PYTHON (PLEASE SHOW OUTPUT):
PREVIOUS PROBLEM:

The h-dependent range equation derived in part (a) of the previous problem makes t easy to figure out how far something will go for a given launch angle. But what if you want to know what launch angle to use to hit a target at a known range R? It's possible to invert the equation, but it's quite difficult algebraically... Instead, let's use a computer What we have is Rf(), assuming that v and h are constants. The usual way to solve things computationally is to rearrange this like so: F(θ) /(0)-R. Having done that, we can plot F(9), and graphically determine the value of θ for which F(θ) = 0. Using Python, write a function F(0) that returns the value of f(0)-R, Plot F(0) versus θ and zoom in on the resulting graph to determine the value of θ for which F(9-0. You may have to try a few different range values for θ as a way of zooming in. Report your answers to at least two decimal places. Be sure to save your work; you'll need it next week. Use these values: R = 2.5 m, h = 1.2 m, u = 4.8 m/s.
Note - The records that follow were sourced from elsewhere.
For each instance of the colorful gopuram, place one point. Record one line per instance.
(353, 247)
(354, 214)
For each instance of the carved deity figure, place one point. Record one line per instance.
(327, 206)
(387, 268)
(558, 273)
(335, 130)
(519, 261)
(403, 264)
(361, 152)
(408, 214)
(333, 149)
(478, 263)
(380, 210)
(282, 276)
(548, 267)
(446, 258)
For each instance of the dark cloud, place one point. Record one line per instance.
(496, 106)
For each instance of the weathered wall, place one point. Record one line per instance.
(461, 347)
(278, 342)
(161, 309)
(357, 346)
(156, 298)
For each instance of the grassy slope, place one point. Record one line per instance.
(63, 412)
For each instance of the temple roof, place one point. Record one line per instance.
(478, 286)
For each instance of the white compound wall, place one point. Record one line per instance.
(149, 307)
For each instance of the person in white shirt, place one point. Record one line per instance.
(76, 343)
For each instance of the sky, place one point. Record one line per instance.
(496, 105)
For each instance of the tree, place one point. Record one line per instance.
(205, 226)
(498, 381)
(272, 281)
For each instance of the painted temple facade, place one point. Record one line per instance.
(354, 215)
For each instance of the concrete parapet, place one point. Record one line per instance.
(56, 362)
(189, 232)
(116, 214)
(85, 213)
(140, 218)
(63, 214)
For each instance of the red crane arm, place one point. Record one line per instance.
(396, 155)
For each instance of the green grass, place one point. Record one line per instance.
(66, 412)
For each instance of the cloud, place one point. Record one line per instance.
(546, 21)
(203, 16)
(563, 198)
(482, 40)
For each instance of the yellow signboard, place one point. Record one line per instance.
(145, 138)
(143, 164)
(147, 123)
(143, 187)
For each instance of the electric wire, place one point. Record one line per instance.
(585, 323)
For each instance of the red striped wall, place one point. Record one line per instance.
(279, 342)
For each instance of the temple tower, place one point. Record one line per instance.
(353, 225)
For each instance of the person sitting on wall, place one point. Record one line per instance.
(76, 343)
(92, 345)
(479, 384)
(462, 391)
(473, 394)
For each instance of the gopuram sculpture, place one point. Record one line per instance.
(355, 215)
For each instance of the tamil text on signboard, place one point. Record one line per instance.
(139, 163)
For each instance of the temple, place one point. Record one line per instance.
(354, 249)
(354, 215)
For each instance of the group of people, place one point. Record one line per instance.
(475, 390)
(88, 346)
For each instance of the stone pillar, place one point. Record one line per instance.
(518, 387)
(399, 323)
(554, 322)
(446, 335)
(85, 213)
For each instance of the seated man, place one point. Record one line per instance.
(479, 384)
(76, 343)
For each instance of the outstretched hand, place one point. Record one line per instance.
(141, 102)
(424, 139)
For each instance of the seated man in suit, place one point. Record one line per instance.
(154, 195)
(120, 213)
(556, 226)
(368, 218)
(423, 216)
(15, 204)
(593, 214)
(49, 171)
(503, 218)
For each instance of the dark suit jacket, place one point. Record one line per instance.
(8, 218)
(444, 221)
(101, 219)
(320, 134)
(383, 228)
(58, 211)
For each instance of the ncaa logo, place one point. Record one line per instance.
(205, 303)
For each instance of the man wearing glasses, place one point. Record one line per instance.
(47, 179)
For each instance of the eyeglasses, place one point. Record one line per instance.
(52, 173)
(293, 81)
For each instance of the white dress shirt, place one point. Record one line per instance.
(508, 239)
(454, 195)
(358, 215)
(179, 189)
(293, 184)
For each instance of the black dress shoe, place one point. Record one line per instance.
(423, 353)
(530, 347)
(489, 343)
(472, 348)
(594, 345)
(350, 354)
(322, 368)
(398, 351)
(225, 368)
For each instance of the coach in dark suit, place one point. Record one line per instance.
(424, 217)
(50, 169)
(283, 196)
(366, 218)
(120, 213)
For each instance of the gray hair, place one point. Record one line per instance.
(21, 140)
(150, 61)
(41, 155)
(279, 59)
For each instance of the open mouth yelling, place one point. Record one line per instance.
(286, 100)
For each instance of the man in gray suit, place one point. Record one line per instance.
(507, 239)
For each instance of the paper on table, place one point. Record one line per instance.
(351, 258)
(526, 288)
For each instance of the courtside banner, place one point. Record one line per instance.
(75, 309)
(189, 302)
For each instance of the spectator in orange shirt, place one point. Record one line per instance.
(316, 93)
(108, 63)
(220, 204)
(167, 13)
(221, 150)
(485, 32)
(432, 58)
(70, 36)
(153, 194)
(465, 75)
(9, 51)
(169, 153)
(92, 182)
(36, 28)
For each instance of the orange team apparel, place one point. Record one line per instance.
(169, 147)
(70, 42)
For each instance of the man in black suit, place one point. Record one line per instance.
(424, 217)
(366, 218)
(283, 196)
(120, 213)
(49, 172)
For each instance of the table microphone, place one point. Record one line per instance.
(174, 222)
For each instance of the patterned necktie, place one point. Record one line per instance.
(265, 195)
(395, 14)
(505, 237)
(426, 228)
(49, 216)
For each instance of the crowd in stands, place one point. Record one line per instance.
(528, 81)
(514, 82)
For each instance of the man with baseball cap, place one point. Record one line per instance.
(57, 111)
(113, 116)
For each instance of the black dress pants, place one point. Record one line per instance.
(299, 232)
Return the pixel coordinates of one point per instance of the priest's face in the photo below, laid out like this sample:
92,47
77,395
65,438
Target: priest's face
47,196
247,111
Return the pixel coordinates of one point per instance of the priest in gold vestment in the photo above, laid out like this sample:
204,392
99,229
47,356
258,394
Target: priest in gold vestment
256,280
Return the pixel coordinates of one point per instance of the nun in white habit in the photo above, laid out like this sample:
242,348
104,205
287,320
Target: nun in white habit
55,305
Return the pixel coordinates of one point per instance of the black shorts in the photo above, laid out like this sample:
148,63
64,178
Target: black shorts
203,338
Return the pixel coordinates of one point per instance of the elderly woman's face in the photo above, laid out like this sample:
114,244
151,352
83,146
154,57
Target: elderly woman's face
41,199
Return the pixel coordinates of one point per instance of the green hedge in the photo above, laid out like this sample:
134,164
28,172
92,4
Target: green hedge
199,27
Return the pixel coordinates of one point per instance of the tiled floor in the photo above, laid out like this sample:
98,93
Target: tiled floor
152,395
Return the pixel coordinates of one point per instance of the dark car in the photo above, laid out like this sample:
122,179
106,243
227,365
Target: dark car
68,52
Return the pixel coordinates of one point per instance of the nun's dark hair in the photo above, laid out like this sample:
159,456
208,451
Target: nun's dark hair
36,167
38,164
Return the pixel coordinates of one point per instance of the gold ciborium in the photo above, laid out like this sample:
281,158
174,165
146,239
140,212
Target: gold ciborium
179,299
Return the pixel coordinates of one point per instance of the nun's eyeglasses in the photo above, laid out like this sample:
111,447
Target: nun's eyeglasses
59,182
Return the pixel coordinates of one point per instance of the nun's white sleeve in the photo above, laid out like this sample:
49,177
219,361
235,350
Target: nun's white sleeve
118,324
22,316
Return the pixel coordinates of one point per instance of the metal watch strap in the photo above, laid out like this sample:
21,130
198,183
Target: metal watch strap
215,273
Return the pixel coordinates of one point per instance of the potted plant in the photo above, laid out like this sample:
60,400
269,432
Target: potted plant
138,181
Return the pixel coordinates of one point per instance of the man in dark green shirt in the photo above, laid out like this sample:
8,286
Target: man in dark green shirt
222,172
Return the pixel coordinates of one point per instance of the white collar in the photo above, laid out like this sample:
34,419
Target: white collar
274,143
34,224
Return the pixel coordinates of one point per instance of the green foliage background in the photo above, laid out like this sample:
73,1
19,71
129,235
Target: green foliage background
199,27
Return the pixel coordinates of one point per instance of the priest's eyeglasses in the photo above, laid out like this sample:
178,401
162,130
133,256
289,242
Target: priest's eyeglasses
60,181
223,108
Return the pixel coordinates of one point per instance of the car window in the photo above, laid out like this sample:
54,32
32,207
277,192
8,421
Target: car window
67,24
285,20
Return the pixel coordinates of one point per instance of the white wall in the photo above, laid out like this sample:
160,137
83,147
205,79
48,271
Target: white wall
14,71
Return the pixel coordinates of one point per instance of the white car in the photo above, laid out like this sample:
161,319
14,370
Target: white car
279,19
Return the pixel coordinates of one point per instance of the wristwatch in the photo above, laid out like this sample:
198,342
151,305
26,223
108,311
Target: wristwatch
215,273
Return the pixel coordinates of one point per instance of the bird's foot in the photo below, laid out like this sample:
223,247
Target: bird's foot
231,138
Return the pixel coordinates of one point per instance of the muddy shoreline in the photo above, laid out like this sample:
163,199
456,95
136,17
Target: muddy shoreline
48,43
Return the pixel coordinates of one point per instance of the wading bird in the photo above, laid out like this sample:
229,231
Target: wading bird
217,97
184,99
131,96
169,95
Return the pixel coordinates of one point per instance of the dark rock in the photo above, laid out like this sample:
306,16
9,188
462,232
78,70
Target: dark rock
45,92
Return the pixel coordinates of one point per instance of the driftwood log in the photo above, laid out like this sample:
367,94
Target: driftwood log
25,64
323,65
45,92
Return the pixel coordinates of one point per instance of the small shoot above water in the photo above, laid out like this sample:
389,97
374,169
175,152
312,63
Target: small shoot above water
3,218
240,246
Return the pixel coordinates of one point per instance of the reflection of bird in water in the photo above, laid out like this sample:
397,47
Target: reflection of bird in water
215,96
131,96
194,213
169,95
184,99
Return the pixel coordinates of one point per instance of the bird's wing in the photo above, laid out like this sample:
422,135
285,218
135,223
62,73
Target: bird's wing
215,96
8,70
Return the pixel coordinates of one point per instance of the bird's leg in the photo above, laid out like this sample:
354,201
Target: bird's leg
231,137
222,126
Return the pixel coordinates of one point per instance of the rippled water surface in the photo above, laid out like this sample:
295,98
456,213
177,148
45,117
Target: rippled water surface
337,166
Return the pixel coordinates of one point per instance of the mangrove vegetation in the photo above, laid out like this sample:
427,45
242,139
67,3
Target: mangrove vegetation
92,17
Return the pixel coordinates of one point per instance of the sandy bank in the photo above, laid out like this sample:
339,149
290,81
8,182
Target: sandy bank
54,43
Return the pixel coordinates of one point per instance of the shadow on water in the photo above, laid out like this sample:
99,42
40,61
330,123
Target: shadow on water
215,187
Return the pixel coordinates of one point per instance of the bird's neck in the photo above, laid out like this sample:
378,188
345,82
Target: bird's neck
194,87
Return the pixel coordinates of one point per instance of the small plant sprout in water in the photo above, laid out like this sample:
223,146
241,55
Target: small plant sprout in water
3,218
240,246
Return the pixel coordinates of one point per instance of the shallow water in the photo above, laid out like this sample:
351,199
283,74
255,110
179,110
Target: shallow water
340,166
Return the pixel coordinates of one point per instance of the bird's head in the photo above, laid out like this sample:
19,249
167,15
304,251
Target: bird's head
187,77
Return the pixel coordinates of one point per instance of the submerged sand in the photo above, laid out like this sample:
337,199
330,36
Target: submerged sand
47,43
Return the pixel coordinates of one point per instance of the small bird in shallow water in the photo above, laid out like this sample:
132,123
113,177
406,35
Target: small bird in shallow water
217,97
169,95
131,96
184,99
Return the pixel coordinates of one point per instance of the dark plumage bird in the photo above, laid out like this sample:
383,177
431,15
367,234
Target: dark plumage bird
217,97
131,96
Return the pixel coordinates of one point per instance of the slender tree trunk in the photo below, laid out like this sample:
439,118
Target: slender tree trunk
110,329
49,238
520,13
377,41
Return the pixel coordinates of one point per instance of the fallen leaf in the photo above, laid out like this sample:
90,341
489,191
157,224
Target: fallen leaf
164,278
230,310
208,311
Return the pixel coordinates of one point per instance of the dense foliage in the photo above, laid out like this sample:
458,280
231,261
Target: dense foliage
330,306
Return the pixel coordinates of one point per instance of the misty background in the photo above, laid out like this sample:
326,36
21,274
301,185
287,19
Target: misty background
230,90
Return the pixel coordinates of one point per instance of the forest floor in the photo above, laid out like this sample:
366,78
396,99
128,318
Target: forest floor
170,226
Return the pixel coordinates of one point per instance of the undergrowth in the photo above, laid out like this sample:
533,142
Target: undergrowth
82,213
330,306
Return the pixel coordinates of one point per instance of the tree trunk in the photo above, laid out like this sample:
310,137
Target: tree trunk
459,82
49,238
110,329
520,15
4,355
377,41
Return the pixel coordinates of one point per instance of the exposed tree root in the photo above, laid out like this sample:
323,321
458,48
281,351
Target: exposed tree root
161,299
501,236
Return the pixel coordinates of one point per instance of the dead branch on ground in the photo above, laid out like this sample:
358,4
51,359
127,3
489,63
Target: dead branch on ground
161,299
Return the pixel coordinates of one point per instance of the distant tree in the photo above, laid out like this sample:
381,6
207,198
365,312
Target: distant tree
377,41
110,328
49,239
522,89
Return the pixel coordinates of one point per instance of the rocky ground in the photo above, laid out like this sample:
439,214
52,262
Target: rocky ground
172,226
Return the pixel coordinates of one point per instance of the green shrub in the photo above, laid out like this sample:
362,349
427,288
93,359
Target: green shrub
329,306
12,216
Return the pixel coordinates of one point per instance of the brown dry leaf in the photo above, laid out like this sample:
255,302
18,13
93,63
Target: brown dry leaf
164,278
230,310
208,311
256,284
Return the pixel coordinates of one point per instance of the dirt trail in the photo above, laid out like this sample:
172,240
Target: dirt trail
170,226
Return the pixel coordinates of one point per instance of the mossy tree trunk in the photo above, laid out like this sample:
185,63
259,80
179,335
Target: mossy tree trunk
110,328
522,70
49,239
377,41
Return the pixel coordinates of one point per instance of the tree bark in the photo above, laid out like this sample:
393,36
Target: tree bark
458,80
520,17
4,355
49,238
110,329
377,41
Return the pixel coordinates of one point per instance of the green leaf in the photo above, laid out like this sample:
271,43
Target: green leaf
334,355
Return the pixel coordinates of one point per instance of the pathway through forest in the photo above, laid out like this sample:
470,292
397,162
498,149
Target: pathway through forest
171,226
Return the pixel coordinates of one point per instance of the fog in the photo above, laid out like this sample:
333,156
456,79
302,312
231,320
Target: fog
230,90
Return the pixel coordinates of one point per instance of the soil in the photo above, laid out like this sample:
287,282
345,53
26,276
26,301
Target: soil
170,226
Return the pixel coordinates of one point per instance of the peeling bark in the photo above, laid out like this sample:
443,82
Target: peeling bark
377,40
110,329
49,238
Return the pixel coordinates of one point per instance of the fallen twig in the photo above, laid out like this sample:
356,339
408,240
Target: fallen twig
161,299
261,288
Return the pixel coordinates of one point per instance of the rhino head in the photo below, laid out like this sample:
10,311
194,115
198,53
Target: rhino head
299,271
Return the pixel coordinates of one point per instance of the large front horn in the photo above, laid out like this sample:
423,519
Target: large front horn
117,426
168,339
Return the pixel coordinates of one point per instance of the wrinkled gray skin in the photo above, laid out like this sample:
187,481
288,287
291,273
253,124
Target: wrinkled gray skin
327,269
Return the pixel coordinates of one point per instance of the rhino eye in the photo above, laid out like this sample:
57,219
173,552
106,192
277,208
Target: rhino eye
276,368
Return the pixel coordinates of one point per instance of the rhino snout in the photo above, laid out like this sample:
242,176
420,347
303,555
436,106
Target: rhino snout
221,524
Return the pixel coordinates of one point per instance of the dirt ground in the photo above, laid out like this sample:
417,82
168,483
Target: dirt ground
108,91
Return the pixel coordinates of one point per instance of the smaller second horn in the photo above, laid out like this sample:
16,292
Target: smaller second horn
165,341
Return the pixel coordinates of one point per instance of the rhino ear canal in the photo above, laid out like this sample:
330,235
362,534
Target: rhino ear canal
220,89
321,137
There may be more than one correct answer.
function F(theta) which return
**def F(theta):**

PYTHON (PLEASE SHOW OUTPUT):

PREVIOUS PROBLEM:

The h-dependent file equation superficial in separate (a) of the coercionegoing drift makes t comfortable to appearance quenched how distant star allure go coercion a abandoned enlarge prepossession. Except what if you nonproduction to perceive what enlarge prepossession to right to hazard a target at a perceiven file R? It’s practicable to overturn the equation, except it’s completely involved algebraically… Instead, let’s right a computer What we bear is Rf(), pretentious that v and h are constants. The customary method to rereunfold things computationally is to rearfile this relish so: F(θ) /(0)-R. Having effected that, we can frame F(9), and graphically indicate the rate of θ coercion which F(θ) = 0. Using Python, transcribe a office F(0) that profits the rate of f(0)-R, Frame F(0) versus θ and zoom in on the resulting graph to indicate the rate of θ coercion which F(9-0. You may bear to attempt a scant irrelative file rates coercion θ as a method of zooming in. Report your repartees to at smallest brace decimal places. Be abiding to catch your work; you’ll scarcity it present week. Right these rates: R = 2.5 m, h = 1.2 m, u = 4.8 m/s. There may be further than individual set-right repartee.

office F(theta) which return

**def F(theta):**

**s= f(theta) – R**

**return s**

**theta =2.0
R=2.5**

**Foregoing drift solution**

a ) R=u^{2} * sin2(theta) / g;

b) when h=0 .the motive travels in horizontal course.